Grant gives a history lesson at the library
More than 150 people got treated to a trip back into history July 30 at the Peters Township Public Library thanks to Ulysses S. Grant.
Well, it wasn’t really the former president and hero of the Civil War, but Grant re-enactor and impressionist, Kenneth J. Serfass of Gettysburg. Since 2009, Serfass has been traveling around the country giving thousands a living history lesson about what was like before and during the War Between the States.
Serfass, 49, who has also appeared as Grant on the History Channel and a reenactment episode of the HBO series “Family Tree,” said he became fascinated with the former president when he was in third grade.
“I was home sick with the chicken pox,” Serfass said before his Peters performance. “I had to do a book report and the teacher sent home a book on Grant. I read the whole book and wanted to read more.”

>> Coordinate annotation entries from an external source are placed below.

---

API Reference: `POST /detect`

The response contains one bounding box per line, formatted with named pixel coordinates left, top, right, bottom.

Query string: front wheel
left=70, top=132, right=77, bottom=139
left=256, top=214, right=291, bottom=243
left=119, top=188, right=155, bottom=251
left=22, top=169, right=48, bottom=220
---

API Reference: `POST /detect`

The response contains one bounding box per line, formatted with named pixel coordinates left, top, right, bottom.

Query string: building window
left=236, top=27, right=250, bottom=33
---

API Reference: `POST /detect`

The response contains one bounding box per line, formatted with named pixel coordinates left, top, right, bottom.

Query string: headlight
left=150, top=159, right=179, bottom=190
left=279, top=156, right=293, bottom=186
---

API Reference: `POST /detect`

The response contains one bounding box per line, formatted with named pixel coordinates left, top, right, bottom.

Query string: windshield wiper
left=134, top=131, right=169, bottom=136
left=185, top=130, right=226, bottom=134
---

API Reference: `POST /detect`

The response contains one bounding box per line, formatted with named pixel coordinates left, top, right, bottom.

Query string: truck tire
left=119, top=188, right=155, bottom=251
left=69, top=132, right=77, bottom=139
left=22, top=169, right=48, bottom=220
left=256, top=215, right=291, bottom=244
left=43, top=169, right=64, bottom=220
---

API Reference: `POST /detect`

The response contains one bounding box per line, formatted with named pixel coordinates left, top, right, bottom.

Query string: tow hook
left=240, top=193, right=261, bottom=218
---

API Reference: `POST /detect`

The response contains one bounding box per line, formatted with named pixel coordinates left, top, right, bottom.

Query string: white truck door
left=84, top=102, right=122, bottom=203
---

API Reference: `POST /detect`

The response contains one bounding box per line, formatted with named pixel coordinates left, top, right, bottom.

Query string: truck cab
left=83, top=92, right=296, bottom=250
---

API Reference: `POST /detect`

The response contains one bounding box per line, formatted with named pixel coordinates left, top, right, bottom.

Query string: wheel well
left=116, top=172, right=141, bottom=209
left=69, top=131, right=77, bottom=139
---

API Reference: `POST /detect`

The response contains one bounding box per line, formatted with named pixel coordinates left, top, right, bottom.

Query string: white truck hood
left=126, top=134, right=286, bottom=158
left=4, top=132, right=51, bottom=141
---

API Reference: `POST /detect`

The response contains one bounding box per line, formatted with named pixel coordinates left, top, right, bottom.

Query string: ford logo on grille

Following a 20-year stint in the U.S. Marines, where he served as a bandsman, Serfass moved to Gettysburg and began to pursue a full-time career as both a musician and a Grant reenactor.
“I am Grant full time,” said Serfass, who now has bookcases full of books about Grant. “He never lost a battle. He was not that kind of a man. I get to tell his story, talk about his reputation and share his life.” He averages more than 300 appearances as Grant a year.
Serfass’s hour-long presentation took place on the library’s first floor. Chairs were placed in a semi-circle and overflow chairs were placed around the railing on the second floor. To get the audience into an historic and nostalgic mood, the library staff hung red, white and blue bunting from the second floor.
Serfass made his entrance by coming down from the second floor on the library’s main stairway. He was dressed as Grant the solider, complete with military insignia on his uniform, a hat and riding boots.
The first thing Serfass – as Grant – told his audience was that he had no desire to seek a “higher” office and then began talking about his boyhood in Pt. Pleasant, Ohio. Grant, a son of a tanner, never wanted to join the family business.
“Growing up in a tannery was not pleasant,” said Serfass’ Grant, adding that as a child he had an affinity for horses. “As a compromise, I got to drive the tannery’s two-horse wagon. I was 8 at the time.”
Serfass’s Grant said he insisted on being called Ulysses, his middle name, even though his real first name was Hiram.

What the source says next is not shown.